Although the present invention has been described in considerable detail with reference to certain embodiments thereof, other embodiments are possible. Therefore, the spirit and scope of the appended claims should not be limited to the description of the embodiments contained herein.

It will be apparent to those skilled in the art that various modifications and variations can be made to the structure of the present invention without departing from the scope or spirit of the invention.

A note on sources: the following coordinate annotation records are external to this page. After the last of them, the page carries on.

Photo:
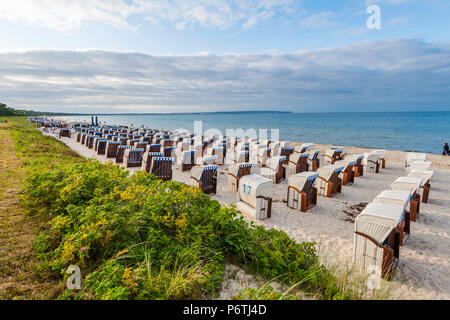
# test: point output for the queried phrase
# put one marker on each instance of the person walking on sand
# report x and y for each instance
(446, 149)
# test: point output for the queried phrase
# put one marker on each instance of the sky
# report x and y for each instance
(114, 56)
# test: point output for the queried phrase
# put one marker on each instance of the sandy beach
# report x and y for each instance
(424, 266)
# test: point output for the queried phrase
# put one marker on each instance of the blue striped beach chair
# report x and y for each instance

In view of the foregoing, it is intended that the present invention cover modifications and variations of this invention provided they fall within the scope of the following claims.

Claims

1. An optical tomography device comprising:

a carrier base having a through hole;

at least one slide rail disposed on the carrier base and extended toward the through hole;

at least one sliding assembly comprising: a sliding block slidably connected to the at least one slide rail and having a first restriction portion; a guiding rod slidably connected to the sliding block and having a second restriction portion; and an elastic component configured to be deformed while being pressed by the first and second restriction portions; and

at least one optical channel member coupled with the guiding rod.

2. The optical tomography device of claim 1, wherein the sliding block has a third restriction portion, the guiding rod is configured to penetrate the first and third restriction portions, and slidably connected with the first and third restriction portions.

3. The optical tomography device of claim 1, wherein the sliding block has an inner cavity to accommodate the elastic component.

4. The optical tomography device of claim 3, wherein the sliding block has a guiding slot communicated with the inner cavity and a protruding member slidably connected within the guiding slot.

5. The optical tomography device of claim 4, wherein the guiding slot is configured to extend toward the through hole.

6. The optical tomography device of claim 1, wherein the at least one sliding assembly further comprise a fastener disposed at an end of the guiding rod that is immediately-adjacent to the through hole, the fastener has a position hole to detachably hold the optical channel member.

7. The optical tomography device of claim 1, wherein the elastic component is a spring disposed around the guiding rod and between the first and second restriction portions.

8. The optical tomography device of claim 1 further comprising a plurality of distance sensors disposed on the carrier base, the at least one sliding assembly is disposed radially relative to the through hole, each distance sensor is configured to detect a moving distance of a corresponding one of the at least one sliding assembly.

9. The optical tomography device of claim 8 further comprising a plurality of blocking boards, each blocking board is disposed at an end of the guiding rod that is remote from the through hole, each distance sensor is configured to detect a moving distance of a corresponding one of the blocking boards.

10. The optical tomography device of claim 9, wherein the at least one optical channel member has a first end and a second end, the first end is configured to contact an object to be observed, the optical tomography device further comprises:

a plurality of optical sensors each optically coupled with the second end of a corresponding one of the at least one optical channel member; and

a processor configured to:

receive a plurality of optical signal data via the optical sensors;

generate a profile of the object to be observed according to the moving distance; and

generate a reconstructed optical image according to the profile and the optical signal data.